Sikap Fahmi, sangat disayangkan dan sangat tidak patut untuk dilakukan oleh seorang Kajari.
Jangan karena Kejaksaan Negeri merupakan satu-satunya pelaksana kekuasan negara di bidang penuntutan (dominus litis), di daerah hukumnya (Kabupaten/Kota), lantas Kajari boleh bertindak sewenang-wenang, congkak dan tidak menghargai budaya kerja sesama pejabat di Sikka.
BUKAN TEMPAT PEJABAT BERWATAK PREMAN
Petrus menegaskan, tongkat komando, logo, lambang di dada dan bintang kaleng warna kuning atau kuningan di pundak, tidak boleh dimaknai untuk memberi bobot seorang Kajari menjadi congkak, merasa diri lebih hebat dari yang lain dan berperilaku sebagai jagoan preman pasar (berwatak preman), melainkan dimaksudkan untuk mengabdi, mengayomi dan melayani rakyat.
“Jadi, peristiwa Fahmi vs Petrus Herlemus, harus menjadi peristiwa terakhir di Sikka,” jelasnya.
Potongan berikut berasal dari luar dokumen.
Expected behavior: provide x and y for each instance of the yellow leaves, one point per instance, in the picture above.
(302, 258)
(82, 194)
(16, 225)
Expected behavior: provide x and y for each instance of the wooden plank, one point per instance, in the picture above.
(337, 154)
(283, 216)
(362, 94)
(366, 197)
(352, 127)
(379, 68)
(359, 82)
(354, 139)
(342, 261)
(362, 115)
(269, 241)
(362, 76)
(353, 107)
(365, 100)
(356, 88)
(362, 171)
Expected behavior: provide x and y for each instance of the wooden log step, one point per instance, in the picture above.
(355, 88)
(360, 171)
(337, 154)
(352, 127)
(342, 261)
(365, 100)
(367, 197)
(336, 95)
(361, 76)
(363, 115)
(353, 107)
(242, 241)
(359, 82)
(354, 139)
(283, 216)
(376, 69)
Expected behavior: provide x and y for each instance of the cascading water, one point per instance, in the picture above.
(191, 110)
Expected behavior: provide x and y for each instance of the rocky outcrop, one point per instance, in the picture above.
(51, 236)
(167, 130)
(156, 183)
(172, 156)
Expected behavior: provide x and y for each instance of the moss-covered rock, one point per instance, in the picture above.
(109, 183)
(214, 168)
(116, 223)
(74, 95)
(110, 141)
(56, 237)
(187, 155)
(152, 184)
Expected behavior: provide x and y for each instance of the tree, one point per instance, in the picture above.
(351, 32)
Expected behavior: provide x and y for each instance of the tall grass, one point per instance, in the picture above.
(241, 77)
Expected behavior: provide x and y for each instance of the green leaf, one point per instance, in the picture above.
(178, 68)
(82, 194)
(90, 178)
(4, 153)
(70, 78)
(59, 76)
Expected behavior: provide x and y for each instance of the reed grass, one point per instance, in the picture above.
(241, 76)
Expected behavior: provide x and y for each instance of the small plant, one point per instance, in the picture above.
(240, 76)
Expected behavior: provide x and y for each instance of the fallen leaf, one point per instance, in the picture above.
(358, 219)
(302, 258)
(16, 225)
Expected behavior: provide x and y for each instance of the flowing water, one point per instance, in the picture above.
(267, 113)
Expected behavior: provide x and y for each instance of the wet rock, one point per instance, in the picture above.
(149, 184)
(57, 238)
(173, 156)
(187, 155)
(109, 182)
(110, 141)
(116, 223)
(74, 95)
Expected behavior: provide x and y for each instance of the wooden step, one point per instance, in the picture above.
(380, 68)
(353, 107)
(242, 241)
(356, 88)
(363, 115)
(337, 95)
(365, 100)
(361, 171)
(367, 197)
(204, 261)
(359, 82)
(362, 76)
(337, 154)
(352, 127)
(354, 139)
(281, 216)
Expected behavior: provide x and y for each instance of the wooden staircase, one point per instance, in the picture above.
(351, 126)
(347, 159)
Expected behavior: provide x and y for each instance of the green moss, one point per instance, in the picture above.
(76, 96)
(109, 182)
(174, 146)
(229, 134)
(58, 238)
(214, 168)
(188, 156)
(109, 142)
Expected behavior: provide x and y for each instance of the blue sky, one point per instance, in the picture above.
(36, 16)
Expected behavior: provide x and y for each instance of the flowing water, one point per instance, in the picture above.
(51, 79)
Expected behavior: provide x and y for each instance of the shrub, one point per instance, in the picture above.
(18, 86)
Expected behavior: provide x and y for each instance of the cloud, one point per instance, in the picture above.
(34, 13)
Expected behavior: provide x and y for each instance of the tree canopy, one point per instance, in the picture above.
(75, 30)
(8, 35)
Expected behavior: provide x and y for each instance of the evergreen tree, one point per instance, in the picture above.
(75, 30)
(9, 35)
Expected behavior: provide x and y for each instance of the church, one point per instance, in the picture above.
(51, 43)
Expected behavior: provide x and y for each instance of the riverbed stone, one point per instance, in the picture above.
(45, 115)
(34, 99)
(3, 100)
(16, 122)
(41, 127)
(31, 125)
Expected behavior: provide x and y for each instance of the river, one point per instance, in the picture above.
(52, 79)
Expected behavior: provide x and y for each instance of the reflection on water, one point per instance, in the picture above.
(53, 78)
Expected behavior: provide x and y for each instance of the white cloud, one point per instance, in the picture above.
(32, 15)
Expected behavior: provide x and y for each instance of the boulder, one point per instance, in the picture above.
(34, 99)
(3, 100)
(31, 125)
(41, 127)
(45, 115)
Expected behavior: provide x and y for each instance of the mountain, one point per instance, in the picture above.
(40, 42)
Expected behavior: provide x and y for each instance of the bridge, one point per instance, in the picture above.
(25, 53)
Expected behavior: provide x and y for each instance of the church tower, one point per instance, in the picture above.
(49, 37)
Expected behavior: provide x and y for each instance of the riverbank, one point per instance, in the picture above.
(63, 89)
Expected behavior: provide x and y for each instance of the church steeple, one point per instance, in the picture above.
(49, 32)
Apalagi pemanggilan Petrus Herlemus, hanya melalui telepon celuler, jelas sebagai tindakan sewenang-wenang, di luar prosedure urusan pro justisia.
Apalagi Petrus Herlemus bukan bawahan Fahmi dan tidak sedang tersangkut perkara korupsi yang ditangani Kejaksaan Negeri Sikka.